The New Musical Express did not give Orange Juice favourable reviews, one said, ‘Orange Juice are a minor group trying hard to be bigger and more significant than they really ought to be.’ It upset Collins who recalled in 2013, “When Rip It Up got slagged off by the NME, I would refuse to go on the tour bus because I was depressed! You can laugh about it now, but back then it was life and death.”

By 1985 the band had split and Collins was thinking about a solo career, he hired a new manager, Grace Maxwell who later became his wife. He released two solo singles in 1987 which were produced by Robin Guthrie of the Cocteau Twins, but failed to impress the public. In the mid-nineties Collins built his own recording studio and recorded the album Gorgeous George. In 1994 he had the biggest song of his life when he released the Expressly EP with the lead track being A Girl Like You. The track, which samples the drum track from Len Barry’s 1965 hit 1-2-3, was the closest thing to a Northern Soul sound in years and was featured in comedy-drama film Empire Records. As an EP track is failed to make the top but in June 1995 it was re-issued as a single and reached number four.

Talking of life and death, as Collins was earlier, in February 2005 he nearly died after he collapsed at his home in north London. He was rushed to hospital and was diagnosed with a brain haemorrhage. Five days later he suffered as second and underwent a high-risk operation. At the time The Guardian reported, ‘The neurosurgeons succeeded, only for him to then contract MRSA, which meant the titanium plate they’d inserted in his skull had to be first removed then restored.’ It was six months before he was finally discharged. In 2007 Collins said in an interview, “I was dead and I was resurrected.”

In 2009, he recorded a number of interviews on various radio stations including one with Jeff Lloyd on Absolute Radio which was filmed and you could see the change in Collins. His hair was thinning and his speech was slow but was in good spirits and was looking forward to returning to music. He did so in 2010 with the released of Losing Sleep which was produced by Sebastian Lewsley who explained in an interview how the recording process went, “We did each song in a day and a day consists of about four hours. So there’s a real expediency about how it’s recorded. The whole attitude of the album is just doing that. Not indulging anyone. Not having any band sitting round for days and days. Everyone involved looked quite petrified but they did it.
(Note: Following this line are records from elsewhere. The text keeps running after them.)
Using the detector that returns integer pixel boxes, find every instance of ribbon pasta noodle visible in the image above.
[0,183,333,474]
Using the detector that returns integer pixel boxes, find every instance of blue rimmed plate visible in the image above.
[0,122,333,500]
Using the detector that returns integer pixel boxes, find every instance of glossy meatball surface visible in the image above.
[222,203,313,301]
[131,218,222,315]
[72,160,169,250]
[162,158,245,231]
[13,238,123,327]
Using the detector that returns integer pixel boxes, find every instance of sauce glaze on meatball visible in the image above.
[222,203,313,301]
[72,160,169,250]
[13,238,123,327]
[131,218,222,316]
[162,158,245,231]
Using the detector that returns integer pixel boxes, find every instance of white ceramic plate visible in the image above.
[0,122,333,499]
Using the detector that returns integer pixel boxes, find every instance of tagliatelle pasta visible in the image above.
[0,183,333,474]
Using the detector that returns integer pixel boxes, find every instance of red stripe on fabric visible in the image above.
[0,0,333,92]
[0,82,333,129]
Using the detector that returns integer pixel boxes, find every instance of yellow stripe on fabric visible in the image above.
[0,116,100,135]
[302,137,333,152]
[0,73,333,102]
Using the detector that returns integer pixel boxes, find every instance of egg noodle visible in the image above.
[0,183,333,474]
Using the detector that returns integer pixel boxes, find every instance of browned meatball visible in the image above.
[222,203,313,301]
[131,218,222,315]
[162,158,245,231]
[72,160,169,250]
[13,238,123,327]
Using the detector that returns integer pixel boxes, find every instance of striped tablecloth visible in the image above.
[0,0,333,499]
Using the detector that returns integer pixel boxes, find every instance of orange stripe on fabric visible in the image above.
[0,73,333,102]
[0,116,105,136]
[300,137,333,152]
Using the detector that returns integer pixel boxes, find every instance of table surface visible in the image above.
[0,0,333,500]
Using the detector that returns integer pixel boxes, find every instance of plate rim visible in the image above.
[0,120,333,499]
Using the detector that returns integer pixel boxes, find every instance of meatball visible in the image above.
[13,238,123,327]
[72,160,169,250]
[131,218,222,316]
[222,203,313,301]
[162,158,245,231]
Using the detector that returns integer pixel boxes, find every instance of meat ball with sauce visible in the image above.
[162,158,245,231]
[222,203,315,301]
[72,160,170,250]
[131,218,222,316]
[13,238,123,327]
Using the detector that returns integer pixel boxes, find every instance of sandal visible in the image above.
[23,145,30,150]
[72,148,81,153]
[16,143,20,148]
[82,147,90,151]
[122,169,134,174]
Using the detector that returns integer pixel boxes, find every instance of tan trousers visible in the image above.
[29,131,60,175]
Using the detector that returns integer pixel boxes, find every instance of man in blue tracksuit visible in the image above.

So many have recognised his bravery, in 2009 he received the Ivor’s Inspiration Award in recognition of his struggle after the brain haemorrhage and the following year received an honorary Master’s Degree from the Buckinghamshire New University, in recognition of his ‘strong influences and contribution to the national and international music industry over the last three decades’.